Some of the issues associated with pure sodium-ion batteries can be solved with next generation anodes and cathodes, mixing lithium-ion cells with sodium-ion cells, and moving towards solid-state battery architecture. At this point, the jury is still out on the efficacy and safety of sodium-ion batteries, with many laboratories and industry leaders working towards revealing those answers. Given that it’s not clear whether these batteries will be able to meet needs of EVs in the transportation sector, several companies, such as US-based Natron, are starting with less-demanding applications such as energy storage and small-scale transportation (i.e. e-bikes, scooters).
Other Technologies
Despite numerous emerging technologies, the lithium-ion battery is still the most prevalent battery chemistry for EVs and is unlikely to be replaced in the short-term. Therefore, many groups are still interested in improving lithium-based batteries by improving the underlying technology. One such improvement might be by changing the chemistry used in the cathode.

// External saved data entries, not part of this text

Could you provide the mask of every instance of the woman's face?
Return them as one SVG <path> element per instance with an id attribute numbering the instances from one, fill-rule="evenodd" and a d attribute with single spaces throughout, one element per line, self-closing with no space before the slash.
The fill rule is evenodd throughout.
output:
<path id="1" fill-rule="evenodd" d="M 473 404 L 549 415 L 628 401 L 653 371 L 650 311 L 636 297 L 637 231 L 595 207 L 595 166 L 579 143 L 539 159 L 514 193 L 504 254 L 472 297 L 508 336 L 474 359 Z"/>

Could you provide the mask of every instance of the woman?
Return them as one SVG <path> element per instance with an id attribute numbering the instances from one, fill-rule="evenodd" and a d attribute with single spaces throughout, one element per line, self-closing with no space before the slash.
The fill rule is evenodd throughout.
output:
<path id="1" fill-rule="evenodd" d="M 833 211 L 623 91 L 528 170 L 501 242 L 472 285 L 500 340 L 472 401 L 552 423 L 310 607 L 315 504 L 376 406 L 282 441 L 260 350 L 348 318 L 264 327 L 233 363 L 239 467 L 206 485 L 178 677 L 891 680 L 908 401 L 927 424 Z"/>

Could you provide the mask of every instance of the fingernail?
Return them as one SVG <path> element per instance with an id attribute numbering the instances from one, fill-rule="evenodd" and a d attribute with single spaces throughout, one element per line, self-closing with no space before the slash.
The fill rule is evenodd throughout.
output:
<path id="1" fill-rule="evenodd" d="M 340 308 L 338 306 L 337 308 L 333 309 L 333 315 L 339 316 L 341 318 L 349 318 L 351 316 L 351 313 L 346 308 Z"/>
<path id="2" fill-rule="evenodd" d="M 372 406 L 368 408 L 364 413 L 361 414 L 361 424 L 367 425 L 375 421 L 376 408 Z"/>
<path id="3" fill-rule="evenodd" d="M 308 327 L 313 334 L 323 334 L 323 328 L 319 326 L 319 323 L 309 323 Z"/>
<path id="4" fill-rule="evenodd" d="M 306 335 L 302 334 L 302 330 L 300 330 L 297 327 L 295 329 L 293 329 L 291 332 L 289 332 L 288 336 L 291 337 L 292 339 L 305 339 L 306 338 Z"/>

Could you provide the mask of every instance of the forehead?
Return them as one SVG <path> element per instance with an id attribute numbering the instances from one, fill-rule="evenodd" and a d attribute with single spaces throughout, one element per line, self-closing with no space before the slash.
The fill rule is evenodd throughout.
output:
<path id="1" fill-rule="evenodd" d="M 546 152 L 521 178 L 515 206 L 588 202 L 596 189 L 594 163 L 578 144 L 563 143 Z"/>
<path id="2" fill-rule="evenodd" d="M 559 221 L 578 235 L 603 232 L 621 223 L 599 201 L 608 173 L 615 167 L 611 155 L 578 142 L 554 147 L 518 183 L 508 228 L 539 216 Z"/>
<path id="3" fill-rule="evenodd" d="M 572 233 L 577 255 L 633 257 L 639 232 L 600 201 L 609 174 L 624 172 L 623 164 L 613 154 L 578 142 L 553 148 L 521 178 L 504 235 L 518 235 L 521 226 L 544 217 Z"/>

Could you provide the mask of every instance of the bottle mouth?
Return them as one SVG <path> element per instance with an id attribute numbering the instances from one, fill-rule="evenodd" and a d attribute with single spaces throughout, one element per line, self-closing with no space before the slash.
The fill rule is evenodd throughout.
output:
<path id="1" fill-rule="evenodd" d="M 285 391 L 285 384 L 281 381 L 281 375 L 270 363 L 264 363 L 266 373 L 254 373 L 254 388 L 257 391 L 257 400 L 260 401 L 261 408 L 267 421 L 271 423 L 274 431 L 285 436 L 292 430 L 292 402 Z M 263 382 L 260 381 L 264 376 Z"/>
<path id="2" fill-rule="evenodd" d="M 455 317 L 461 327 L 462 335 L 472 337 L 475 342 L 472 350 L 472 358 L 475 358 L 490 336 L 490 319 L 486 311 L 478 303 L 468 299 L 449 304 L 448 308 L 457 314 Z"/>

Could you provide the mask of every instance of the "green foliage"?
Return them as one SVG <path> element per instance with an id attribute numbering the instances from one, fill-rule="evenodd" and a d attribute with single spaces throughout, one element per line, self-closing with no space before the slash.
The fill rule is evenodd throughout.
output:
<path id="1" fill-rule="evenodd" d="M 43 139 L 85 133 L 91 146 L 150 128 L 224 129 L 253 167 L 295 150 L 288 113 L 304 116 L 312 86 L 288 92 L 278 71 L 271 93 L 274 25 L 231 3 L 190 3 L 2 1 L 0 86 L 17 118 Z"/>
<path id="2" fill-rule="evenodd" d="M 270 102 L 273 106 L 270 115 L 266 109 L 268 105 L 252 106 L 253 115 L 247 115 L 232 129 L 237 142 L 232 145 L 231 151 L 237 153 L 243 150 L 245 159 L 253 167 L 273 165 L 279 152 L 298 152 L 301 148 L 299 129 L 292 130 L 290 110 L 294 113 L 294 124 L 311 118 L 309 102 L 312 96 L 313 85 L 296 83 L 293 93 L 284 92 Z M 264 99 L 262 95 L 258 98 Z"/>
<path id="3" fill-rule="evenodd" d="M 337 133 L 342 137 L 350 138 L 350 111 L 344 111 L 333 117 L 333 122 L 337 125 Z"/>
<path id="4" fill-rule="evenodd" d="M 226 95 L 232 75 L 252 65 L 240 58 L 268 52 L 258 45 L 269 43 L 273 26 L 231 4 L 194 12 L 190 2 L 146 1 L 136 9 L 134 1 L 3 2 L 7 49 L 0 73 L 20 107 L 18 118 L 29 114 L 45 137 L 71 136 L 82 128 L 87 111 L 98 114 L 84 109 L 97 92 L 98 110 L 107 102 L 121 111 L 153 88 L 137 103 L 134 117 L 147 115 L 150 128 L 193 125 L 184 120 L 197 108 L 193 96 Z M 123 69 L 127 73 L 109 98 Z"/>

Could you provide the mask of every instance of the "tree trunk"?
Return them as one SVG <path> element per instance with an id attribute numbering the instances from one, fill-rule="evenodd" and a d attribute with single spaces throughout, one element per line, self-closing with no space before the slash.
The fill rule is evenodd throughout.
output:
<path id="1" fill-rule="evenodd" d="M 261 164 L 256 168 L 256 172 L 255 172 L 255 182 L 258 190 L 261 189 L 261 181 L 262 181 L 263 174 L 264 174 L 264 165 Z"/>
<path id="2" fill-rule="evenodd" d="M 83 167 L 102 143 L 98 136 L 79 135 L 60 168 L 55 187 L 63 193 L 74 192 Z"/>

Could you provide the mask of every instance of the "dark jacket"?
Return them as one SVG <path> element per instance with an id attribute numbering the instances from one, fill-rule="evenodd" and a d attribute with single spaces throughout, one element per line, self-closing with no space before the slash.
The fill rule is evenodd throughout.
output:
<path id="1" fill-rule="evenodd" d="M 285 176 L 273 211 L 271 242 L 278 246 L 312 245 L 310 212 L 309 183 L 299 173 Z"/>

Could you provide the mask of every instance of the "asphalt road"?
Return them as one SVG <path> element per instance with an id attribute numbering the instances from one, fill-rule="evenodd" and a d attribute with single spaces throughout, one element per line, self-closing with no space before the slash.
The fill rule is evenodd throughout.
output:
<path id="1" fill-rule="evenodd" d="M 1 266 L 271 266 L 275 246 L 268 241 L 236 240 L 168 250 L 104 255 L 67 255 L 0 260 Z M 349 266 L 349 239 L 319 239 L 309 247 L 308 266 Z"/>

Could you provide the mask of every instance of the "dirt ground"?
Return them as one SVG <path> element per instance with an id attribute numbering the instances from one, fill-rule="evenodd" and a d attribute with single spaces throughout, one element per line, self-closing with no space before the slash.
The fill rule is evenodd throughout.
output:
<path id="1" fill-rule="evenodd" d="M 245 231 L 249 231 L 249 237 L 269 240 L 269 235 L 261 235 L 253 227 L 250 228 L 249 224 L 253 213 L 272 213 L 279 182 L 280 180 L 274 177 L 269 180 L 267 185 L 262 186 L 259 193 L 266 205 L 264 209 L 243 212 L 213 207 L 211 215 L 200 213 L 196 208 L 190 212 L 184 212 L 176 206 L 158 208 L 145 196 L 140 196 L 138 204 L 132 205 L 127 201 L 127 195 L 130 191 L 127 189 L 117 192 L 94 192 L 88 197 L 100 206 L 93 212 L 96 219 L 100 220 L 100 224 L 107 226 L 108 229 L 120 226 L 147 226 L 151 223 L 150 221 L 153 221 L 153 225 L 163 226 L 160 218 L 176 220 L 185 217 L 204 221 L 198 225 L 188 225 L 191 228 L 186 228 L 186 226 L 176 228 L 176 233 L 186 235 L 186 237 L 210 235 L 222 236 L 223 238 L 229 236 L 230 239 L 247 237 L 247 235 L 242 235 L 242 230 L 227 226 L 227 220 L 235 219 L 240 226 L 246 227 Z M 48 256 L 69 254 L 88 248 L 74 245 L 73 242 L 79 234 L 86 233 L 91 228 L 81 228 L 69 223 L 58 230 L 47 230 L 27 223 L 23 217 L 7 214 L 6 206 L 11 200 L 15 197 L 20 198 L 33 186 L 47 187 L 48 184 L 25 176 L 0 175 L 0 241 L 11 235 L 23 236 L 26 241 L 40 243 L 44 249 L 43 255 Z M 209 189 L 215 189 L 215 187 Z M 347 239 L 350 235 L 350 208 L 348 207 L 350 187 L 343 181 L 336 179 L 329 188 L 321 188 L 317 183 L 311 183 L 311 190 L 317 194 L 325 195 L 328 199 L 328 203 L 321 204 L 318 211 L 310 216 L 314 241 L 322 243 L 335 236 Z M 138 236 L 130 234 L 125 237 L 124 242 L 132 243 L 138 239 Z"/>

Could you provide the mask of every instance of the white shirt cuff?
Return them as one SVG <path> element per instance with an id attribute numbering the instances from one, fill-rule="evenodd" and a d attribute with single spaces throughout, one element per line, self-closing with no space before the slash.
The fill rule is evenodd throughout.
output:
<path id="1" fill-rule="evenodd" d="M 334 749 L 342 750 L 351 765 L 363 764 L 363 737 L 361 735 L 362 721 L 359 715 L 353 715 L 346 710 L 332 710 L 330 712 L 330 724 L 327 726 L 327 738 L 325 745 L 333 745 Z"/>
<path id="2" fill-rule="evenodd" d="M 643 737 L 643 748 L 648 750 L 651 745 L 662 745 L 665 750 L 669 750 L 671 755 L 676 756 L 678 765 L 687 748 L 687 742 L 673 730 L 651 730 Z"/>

Currently, cathodes are composed of of layered transition metal oxides, such as:
- Lithium cobalt oxide (LCO)
- Lithium nickel cobalt manganese oxide (NMC)
- Lithium nickel cobalt aluminum oxide (NCA)
These formulations are chosen due to their high energy densities and long cycle lives. Unfortunately, these compounds contain materials such as cobalt and nickel, both of which are expensive, toxic, and are difficult to obtain. If these cathodes could be replaced by sustainable, high energy density chemistries, some of the lifecycle and environmental costs could be reduced.
Disordered Rock Salt
One research field is cation-disordered rock-salt, which has attracted attention based on its ability to improve battery capacity and compositional flexibility, decoupling the need for controversial metals such as cobalt and nickel. More specifically, replacement of cathodes based on cobalt and nickel with metals such as manganese, iron, and vanadium-based cathodes has significantly improved redox reactions, resulting in much higher energy densities. Although current production methods are time and energy intensive, and hence expensive, several groups have recently devised new methods to synthesize the rock salt compounds. This improves the likelihood that these cathodes will be integrated into existing lithium-ion batteries.
Zinc-Air Batteries
Zinc-based batteries are one of the oldest energy-storage systems. Zinc-air batteries use a zinc (metal) anode and oxygen as active material in the cathode. Historically, these batteries were not cost effective due to expensive components. However, researchers at Sydney University in Australia previously demonstrated the feasibility of a zinc-air battery for EV application, demonstrating high energy density, low environmental impact, low cost, and improved safety. EnZinc, an engineering company based out of California, is one company working towards commercializing zinc-air batteries through the production of their zinc microsponge anode technology. EnZinc’s goal is to "reduce EV battery cost by more than 50%, double the amount of energy stored, and allow for greater rechargeability.”
NanoBolt Lithium Tungsten
In an attempt to improve the underlying features of the already useful lithium-ion battery, researchers have added tungsten and carbon nanotubes to the anodes of existing batteries. The inclusion of these structures provides increased surface area for ion transfer, which allows for faster ion movement, increasing rates of charge and discharge. Additionally, the battery has the ability to hold greater charge compared to traditional designs, with little compromise. Such batteries are being designed and produced by large companies including N1 Technologies, CALT, LG Energy Solution, and Nyobolt.